Almost a year after the massacre that killed 20 first graders and six staff members, the Sandy Hook elementary school in Newtown, Connecticut is being demolished.
Local officials voted to destroy the school in May instead of keeping the building and renovating it, as was done at Columbine High School, the site of another deadly school massacre in 1999.
More from GlobalPost: Sandy Hook school may be demolished
Robert Mitchell, chairman of the town’s public building and site commission, told the New York Times that the destruction of the school began on Thursday and was slated to be completed by the time the first anniversary of the shooting takes place on December 14.
The town has decided to crush the bricks and melt down the metal to avoid any possibility of outsiders making souvenirs out of the remnants of the school, and contractors are being made to sign confidentiality agreements so they can't describe the interior of the building.
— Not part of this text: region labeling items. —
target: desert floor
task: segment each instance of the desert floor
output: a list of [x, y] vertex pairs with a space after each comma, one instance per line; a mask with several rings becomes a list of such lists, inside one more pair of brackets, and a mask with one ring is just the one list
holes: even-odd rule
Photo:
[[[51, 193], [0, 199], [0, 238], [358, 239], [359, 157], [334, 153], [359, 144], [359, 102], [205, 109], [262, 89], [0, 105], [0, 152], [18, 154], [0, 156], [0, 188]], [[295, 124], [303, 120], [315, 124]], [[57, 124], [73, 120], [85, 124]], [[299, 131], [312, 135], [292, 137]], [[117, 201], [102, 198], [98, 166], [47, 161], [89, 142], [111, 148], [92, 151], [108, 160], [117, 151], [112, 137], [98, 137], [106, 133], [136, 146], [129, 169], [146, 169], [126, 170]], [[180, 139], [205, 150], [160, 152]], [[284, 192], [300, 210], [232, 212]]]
“We don’t want to have happen what happened to some of the stuff from 9/11,” said Mitchell to the Times. “It would be embarrassing. The steel will be melted, and nothing identifiable will be leaving the site.”
"We're a very strong community, and we're going to overcome this," said neighbor Bill Clark to the Associated Press. "We're going to move on, and they're going to put up another beautiful school and we're going to move on."
No town event is planned for the December 14th anniversary, writes NPR, although residents will be asked to "pledge an act of kindness to one another."